Aborder les déterminants sociaux
Selon le directeur général de l'OMS, le Dr Tedros Adhanom Ghebreyesus, «la tuberculose est la maladie définitive de la privation». Dans ce contexte, la lutte contre la tuberculose aux Philippines signifie améliorer l'accès à la nutrition, au logement, à l'éducation et aux soins de santé abordables – des facteurs qui influencent directement les résultats de la maladie.
Le gouvernement philippin propose des programmes de traitement de la tuberculose public, mais la mise en œuvre reste difficile. De nombreuses personnes touchées ne peuvent pas se permettre de terminer le traitement. En 2024, l'Agence américaine pour le développement international (USAID) a engagé 10 millions de dollars aux efforts de tests de tubercule et de prévention aux Philippines. Les ONG comme le Fonds mondial et les médecins sans frontières continuent de soutenir le dépistage, la sensibilisation et le traitement dans les communautés à haut risque.
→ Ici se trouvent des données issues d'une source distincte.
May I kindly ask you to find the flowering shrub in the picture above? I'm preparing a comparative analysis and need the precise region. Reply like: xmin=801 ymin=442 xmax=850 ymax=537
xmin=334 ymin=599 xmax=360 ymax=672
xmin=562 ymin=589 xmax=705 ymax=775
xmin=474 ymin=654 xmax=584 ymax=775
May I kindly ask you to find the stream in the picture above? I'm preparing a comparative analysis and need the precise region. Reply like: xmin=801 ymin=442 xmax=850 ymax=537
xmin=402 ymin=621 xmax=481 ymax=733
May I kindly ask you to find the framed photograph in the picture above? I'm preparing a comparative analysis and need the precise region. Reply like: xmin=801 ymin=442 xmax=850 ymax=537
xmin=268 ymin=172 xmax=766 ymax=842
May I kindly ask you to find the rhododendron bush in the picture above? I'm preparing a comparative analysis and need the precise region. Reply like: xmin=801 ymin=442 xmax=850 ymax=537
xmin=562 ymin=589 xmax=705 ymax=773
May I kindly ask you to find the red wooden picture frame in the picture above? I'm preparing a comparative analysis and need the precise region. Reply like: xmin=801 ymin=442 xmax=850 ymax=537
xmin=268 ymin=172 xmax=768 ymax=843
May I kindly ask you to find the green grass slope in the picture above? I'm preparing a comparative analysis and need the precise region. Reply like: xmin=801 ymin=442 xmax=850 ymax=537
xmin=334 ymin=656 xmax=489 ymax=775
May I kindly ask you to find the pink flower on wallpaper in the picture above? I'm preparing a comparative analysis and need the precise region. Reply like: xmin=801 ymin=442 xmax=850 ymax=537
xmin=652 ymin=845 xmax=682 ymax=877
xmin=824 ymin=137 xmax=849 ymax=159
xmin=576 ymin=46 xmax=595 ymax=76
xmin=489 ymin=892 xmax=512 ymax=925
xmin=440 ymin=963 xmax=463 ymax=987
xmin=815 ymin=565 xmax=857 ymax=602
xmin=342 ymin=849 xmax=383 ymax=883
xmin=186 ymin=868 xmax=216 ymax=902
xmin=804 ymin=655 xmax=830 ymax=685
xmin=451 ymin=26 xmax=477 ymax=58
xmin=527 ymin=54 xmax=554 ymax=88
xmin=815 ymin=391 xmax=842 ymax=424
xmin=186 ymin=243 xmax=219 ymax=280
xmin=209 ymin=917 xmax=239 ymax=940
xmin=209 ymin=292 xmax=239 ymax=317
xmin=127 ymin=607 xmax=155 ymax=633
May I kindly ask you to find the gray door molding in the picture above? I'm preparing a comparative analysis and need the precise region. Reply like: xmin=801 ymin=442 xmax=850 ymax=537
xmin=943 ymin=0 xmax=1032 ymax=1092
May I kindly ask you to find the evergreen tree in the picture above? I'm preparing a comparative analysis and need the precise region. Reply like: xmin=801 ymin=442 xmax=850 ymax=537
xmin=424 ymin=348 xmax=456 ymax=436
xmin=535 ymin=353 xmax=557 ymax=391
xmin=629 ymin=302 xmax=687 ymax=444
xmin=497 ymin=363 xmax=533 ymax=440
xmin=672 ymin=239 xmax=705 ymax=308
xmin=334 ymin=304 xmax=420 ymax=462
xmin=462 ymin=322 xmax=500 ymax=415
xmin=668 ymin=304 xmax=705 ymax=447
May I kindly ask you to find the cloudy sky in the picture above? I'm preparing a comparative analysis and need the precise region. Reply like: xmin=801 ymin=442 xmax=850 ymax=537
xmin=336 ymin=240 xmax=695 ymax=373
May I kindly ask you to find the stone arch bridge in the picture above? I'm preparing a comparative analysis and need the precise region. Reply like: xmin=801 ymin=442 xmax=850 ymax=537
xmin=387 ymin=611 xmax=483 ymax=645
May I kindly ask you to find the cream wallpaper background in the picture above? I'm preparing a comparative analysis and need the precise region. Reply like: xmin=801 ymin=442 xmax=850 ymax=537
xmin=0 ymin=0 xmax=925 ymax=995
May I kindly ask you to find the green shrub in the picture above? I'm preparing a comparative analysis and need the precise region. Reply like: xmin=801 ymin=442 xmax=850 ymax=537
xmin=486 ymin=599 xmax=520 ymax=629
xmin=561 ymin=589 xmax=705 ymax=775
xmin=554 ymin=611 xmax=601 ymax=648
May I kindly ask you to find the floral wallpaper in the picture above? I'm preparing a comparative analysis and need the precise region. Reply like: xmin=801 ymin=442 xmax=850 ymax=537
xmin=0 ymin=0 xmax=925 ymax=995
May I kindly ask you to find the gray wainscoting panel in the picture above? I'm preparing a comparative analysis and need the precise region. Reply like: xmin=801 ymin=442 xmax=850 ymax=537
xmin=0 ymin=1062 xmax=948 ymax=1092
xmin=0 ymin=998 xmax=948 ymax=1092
Résistance aux médicaments et besoin d'une action mondiale
Les taux de réussite du traitement aux Philippines restent inférieurs à 60%, en grande partie en raison de la prévalence croissante de la tuberculose résistante aux médicaments. Selon les National Institutes of Health, les souches de tuberculose émergentes qui résistent aux antibiotiques standard menacent d'annuler des décennies de progrès dans le contrôle mondial de la tuberculose. Sans investissement soutenu, la propagation de la TB MDR pourrait dégénérer, exerçant une pression supplémentaire sur les systèmes de soins de santé.
En avant
La lutte contre la tuberculose (TB) aux Philippines nécessite une stratégie complète qui met l'accent sur la détection précoce, le traitement abordable et les soins communautaires. L'amélioration des systèmes de surveillance, le déploiement de cliniques mobiles et l'intégration des programmes de tuberculose dans les réseaux de soins de santé primaires pourraient améliorer l'adhésion au traitement. L'élargissement du soutien aux personnes vivant dans la pauvreté est également cruciale.
Selon la Banque mondiale, le taux de réussite du traitement pour les cas de TB neufs et de rechute aux Philippines était de 78% en 2022, qui est inférieur à la moyenne mondiale de 88% signalée par l'Organisation mondiale de la santé. Cela souligne la nécessité d'interventions ciblées pour améliorer les résultats du traitement.
Les partenariats internationaux, combinés à un engagement politique soutenu, offrent la possibilité de réduire les décès et la transmission liés à la tuberculose aux Philippines. Bien que les défis restent, les efforts complets axés sur les soins de santé et la réduction de la pauvreté pourraient améliorer les résultats de milliers de Philippins chaque année.